Re: [9.4 bug] The database server hangs with write-heavy workload on Windows

From: Andres Freund <andres(at)2ndquadrant(dot)com>
To: Heikki Linnakangas <hlinnakangas(at)vmware(dot)com>
Cc: MauMau <maumau307(at)gmail(dot)com>, Craig Ringer <craig(at)2ndquadrant(dot)com>, pgsql-hackers(at)postgresql(dot)org
Subject: Re: [9.4 bug] The database server hangs with write-heavy workload on Windows
Date: 2014-10-13 15:26:34
Message-ID: 20141013152634.GN18020@awork2.anarazel.de
Views: Raw Message | Whole Thread | Download mbox | Resend email
Thread:
Lists: pgsql-hackers

On 2014-10-13 17:56:10 +0300, Heikki Linnakangas wrote:
> So the gist of the problem is that LWLockRelease doesn't wake up
> LW_WAIT_UNTIL_FREE waiters, when releaseOK == false. It should, because a
> LW_WAIT_UNTIL FREE waiter is now free to run if the variable has changed in
> value, and it won't steal the lock from the other backend that's waiting to
> get the lock in exclusive mode, anyway.

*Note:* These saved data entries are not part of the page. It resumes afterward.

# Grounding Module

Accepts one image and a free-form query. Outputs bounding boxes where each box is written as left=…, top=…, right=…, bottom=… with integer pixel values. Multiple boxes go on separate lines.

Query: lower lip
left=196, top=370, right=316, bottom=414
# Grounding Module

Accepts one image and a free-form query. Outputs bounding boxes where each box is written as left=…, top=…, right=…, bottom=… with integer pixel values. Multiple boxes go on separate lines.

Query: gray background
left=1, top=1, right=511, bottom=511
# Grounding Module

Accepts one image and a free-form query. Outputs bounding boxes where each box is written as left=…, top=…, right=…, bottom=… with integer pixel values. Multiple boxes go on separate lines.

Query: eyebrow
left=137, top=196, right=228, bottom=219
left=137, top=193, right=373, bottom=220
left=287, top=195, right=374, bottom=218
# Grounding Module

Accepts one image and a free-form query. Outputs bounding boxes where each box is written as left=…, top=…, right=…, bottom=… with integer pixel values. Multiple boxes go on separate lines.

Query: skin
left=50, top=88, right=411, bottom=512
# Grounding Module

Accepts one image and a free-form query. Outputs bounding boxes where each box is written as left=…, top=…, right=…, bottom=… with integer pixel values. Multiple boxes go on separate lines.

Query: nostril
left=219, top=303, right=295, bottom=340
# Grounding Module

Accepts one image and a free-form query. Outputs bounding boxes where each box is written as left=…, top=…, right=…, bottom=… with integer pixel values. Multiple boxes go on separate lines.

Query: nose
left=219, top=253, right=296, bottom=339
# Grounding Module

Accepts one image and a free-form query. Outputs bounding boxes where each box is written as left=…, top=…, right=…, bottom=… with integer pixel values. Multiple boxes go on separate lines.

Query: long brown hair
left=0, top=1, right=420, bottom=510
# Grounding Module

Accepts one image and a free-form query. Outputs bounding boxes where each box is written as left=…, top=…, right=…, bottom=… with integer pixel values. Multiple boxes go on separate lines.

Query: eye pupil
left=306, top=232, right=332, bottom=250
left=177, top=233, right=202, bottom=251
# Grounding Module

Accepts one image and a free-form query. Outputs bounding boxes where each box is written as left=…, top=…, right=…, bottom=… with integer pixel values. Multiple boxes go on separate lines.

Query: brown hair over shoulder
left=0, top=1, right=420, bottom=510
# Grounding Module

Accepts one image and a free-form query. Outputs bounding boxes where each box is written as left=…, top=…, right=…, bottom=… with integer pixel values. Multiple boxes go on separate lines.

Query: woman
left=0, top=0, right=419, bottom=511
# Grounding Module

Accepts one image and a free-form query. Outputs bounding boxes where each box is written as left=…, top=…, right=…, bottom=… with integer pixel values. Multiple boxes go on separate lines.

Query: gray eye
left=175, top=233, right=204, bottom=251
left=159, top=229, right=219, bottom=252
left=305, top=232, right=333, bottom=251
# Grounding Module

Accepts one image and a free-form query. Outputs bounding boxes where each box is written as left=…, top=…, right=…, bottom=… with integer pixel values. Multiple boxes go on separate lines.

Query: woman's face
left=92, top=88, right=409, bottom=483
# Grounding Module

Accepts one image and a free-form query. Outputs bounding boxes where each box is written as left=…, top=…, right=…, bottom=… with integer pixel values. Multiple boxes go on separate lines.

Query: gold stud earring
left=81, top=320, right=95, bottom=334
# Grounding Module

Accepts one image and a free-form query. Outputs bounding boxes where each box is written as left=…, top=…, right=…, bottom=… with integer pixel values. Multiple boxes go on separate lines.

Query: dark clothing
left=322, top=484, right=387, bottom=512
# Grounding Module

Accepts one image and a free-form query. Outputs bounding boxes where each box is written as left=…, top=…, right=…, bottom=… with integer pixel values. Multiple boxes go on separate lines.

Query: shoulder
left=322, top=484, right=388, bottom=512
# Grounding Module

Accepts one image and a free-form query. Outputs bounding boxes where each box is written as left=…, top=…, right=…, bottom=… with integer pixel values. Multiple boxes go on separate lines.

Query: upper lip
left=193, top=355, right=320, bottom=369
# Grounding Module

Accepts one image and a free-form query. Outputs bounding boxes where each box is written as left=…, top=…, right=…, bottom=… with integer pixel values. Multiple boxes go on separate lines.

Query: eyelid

I'm not a big fan of that change. Right now we don't iterate the waiters
if releaseOK isn't set. Which is good for the normal lwlock code because
it avoids pointer indirections (of stuff likely residing on another
cpu). Wouldn't it be more sensible to reset releaseOK in *UpdateVar()? I
might just miss something here.

>
> I noticed another potential bug: LWLockAcquireCommon doesn't use a volatile
> pointer when it sets the value of the protected variable:
>
> > /* If there's a variable associated with this lock, initialize it */
> > if (valptr)
> > *valptr = val;
> >
> > /* We are done updating shared state of the lock itself. */
> > SpinLockRelease(&lock->mutex);
>
> If the compiler or CPU decides to reorder those two, so that the variable is
> set after releasing the spinlock, things will break.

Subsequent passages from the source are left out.